Context: BRICS Currency and Global Trade
- BRICS Common Currency:
- The idea of a common currency for BRICS nations was proposed but remains under discussion without any formal decisions.
- Geographical dispersio n among BRICS nations was cited as a significant challenge, contrasting with the Eurozone's proximity and shared economic structures.
- De-dollarisation Perspective:
- India has not taken steps toward de-dollarisation. Instead, it has signed agreements for local currency-denominated trade with a few nations to mitigate risks associated with over-reliance on a single currency.

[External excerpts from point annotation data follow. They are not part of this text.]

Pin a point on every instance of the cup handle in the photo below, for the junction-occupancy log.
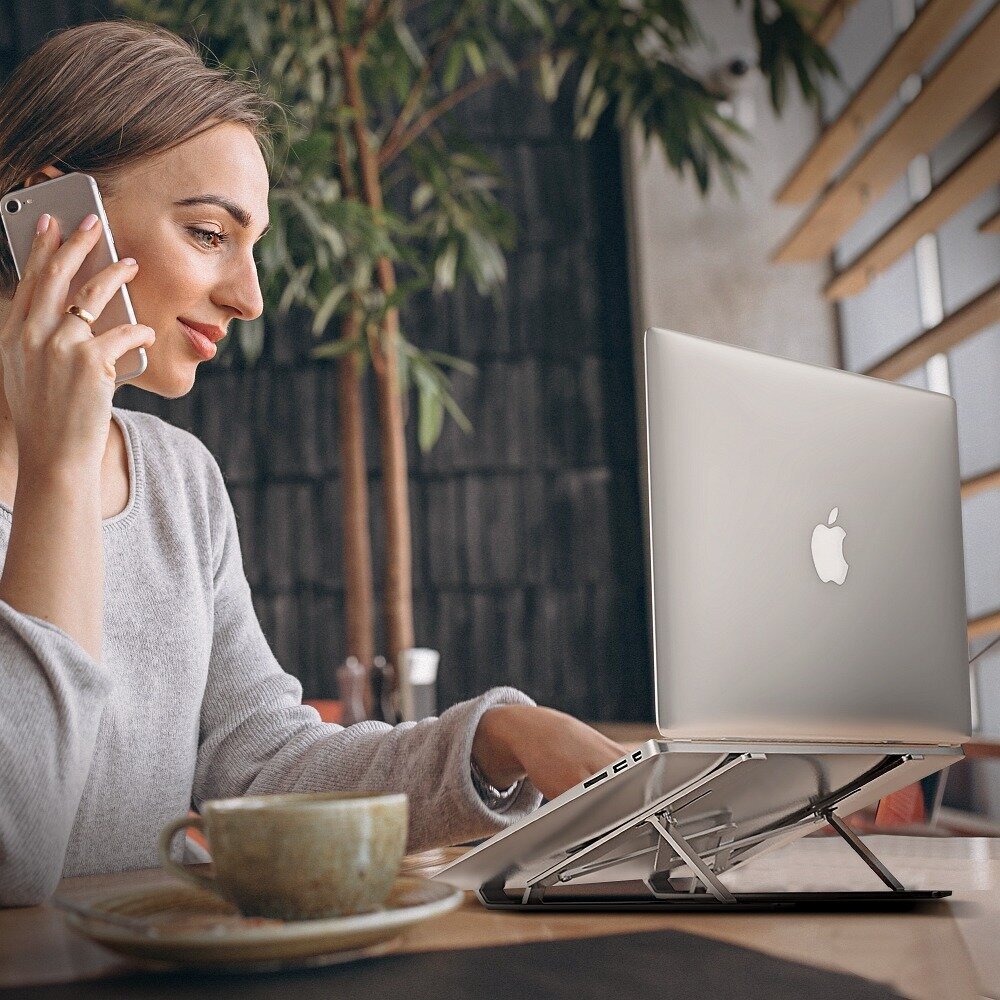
(166, 839)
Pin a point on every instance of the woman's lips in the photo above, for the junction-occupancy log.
(203, 347)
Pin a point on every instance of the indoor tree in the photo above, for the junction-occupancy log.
(377, 195)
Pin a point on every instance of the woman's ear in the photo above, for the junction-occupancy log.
(49, 173)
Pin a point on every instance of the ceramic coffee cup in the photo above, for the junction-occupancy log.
(302, 856)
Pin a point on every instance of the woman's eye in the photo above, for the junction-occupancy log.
(207, 237)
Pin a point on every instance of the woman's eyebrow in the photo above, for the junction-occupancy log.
(238, 212)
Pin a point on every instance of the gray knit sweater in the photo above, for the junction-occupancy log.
(189, 703)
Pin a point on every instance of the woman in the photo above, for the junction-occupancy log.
(136, 679)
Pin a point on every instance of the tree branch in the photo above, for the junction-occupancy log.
(388, 152)
(375, 13)
(405, 115)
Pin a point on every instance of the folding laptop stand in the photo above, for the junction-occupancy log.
(670, 851)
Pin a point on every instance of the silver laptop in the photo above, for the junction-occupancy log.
(807, 559)
(809, 632)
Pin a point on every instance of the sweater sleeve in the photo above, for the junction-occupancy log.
(256, 736)
(53, 697)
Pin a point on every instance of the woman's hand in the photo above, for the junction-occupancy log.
(59, 380)
(554, 750)
(58, 377)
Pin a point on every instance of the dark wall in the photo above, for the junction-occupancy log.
(527, 561)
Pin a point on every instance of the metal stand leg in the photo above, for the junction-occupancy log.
(705, 874)
(862, 851)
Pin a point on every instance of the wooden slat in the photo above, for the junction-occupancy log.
(980, 484)
(991, 225)
(962, 83)
(974, 316)
(989, 624)
(930, 27)
(831, 19)
(967, 181)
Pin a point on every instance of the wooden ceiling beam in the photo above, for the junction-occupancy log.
(981, 483)
(985, 625)
(976, 315)
(912, 49)
(991, 225)
(830, 20)
(960, 85)
(976, 174)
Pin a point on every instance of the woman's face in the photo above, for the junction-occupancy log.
(190, 217)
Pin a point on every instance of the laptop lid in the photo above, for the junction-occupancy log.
(806, 545)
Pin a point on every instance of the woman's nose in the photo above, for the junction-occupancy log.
(241, 292)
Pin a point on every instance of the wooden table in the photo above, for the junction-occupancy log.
(941, 951)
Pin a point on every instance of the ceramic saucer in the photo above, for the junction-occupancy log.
(187, 926)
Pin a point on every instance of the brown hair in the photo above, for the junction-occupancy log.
(101, 96)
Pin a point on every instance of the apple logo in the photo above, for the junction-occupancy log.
(828, 550)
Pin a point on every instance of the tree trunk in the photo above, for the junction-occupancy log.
(399, 556)
(354, 479)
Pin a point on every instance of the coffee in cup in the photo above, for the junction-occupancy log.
(299, 856)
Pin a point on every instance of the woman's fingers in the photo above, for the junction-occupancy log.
(108, 347)
(97, 293)
(52, 284)
(45, 244)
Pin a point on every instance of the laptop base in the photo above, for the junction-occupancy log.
(682, 856)
(630, 897)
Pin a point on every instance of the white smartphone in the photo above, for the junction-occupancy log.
(69, 200)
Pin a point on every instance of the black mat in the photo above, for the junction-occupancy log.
(646, 966)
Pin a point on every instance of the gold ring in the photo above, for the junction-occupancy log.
(89, 318)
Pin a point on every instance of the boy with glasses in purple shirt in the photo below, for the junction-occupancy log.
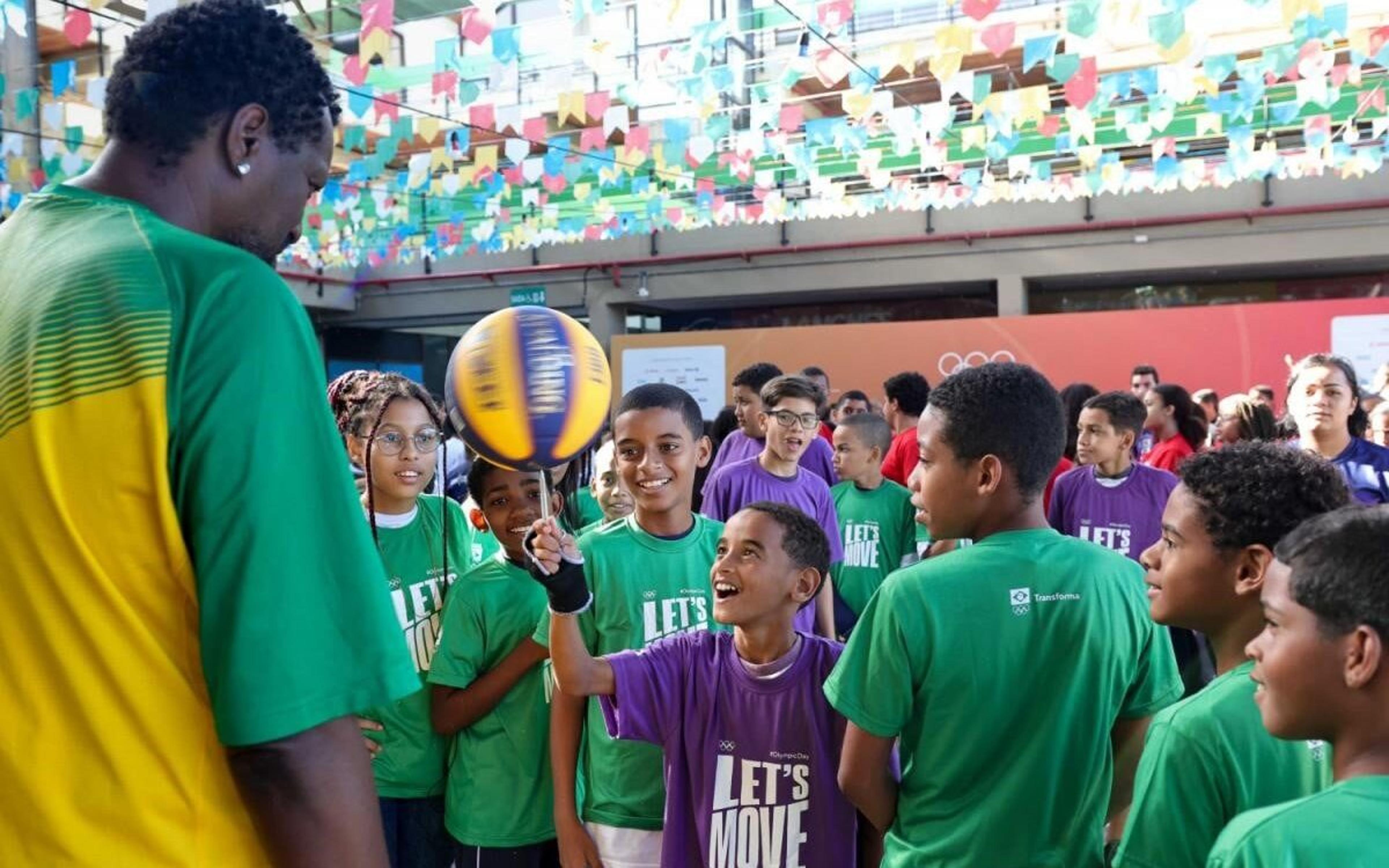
(791, 421)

- This approach aims to protect Indian trade from currency volatility, not to challenge the dominance of the U.S. dollar.
- Potential Impact of Tariff Wars:
- The Governor acknowledged the uncertainties surrounding a hypothetical tariff war, particularly in light of U.S. President-elect Donald Trump’s proposed tariffs on BRICS nations.
- Ripple Effects: A tariff war could lead to retaliatory measures, such as currency devaluation by other nations, impacting global trade dynamics.
- Indian Exports: While such scenarios could pressure the Indian rupee, the RBI’s robust forex reserves and preparedness were highlighted as key factors in mitigating potential disruptions.
Forex Reserves and Financial Stability:
- Robust Reserves: India’s foreign exchange reserves remain strong, providing a buffer against potential spillovers from global financial instability.
Policy Actions:
- The RBI has raised interest rate ceilings on FCNR(B) deposits to attract inflows and provide NRIs with more investment opportunities.
- These measures aim to enhance macroeconomic and financial stability without signaling concerns over current reserve adequacy.